O dinheiro é igualmente verde para todos

Os livros da série dos Milionários de Thomas Stanley são uma leitura duplamente construtiva: não só servem como um guia prático sobre o que a riqueza realmente é, como também servem como uma inspiração importante para quem está na buscando enriquecer e alcançar a independência financeira.

Uma das partes mais inspiradoras é que Stanley explica como pessoas com origens humildes, ou até mesmo miseráveis, conseguiram eventualmente “virar o jogo” e enriquecer – e muito! – no decorrer de suas vidas. Por exemplo, Stanley descreve um HNWI dos EUA que era um motorista de ônibus escolar que aprendeu a investir por conta de querer trazer um futuro melhor para o filho. Seus retornos foram tão altos e complexos que ele não só ficou milionário, como entrou para o ranking de multi-milionário.

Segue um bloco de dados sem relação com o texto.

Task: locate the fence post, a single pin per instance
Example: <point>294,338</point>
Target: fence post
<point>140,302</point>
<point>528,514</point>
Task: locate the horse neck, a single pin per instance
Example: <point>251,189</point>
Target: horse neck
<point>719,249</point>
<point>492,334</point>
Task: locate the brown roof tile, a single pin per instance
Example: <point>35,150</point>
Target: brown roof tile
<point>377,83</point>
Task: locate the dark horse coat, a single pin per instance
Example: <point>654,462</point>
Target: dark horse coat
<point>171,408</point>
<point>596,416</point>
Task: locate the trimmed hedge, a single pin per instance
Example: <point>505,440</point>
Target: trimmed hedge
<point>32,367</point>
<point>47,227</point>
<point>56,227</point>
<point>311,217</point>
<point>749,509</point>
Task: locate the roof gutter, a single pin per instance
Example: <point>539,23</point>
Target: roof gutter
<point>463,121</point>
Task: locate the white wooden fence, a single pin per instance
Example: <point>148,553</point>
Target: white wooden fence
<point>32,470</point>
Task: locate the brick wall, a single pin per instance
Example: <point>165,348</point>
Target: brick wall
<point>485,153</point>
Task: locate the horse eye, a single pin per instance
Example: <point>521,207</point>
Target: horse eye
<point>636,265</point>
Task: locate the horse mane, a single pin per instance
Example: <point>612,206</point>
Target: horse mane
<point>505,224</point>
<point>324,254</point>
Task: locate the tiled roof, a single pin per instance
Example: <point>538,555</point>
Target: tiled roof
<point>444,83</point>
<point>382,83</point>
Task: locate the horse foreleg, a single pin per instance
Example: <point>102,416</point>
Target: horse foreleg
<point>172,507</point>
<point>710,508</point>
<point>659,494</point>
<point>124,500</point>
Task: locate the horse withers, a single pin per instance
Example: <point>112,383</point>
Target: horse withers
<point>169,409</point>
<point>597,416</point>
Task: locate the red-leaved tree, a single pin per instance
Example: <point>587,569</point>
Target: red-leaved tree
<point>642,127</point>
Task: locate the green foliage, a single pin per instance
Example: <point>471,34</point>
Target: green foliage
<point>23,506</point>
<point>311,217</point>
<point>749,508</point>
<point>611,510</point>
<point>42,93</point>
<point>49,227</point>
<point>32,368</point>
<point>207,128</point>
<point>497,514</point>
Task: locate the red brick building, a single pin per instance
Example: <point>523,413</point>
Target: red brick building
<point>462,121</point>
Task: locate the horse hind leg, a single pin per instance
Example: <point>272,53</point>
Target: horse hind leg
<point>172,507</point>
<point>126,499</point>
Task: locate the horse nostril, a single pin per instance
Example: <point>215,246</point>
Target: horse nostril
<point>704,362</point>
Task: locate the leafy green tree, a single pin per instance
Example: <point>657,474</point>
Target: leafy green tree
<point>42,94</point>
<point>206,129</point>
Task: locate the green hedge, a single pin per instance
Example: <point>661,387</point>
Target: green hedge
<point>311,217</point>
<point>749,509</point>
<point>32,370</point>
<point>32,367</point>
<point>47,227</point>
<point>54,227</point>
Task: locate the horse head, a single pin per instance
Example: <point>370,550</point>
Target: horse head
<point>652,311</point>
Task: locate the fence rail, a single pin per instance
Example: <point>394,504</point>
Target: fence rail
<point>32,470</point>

Muitas lições podem ser tiradas destas histórias: aporte mais e gaste menos, esteja sempre aprendendo coisas novas, persistência ganha de perfeição, etc. Mas a lição central mais comum e poderosa é outra: o dinheiro não discrimina a ninguém.

Pense naquela pessoa que enriqueceu catando lixo, pegando coisas usadas, restaurando e revendendo, mas hoje comanda uma rede de varejo nacional. Se esta pessoa tivesse parado para pensar que estava revirando lixo para se sustentar e deixasse o seu orgulho tomar conta, com certeza não estaria na posição de poder de hoje. Mas esta pessoa não julgou a fonte de renda que tinha e acreditou – e o retorno contou.

E mesmo assim, vejo que muitos, no escritório e à parte na vida, ainda discriminam o dinheiro de forma brutal.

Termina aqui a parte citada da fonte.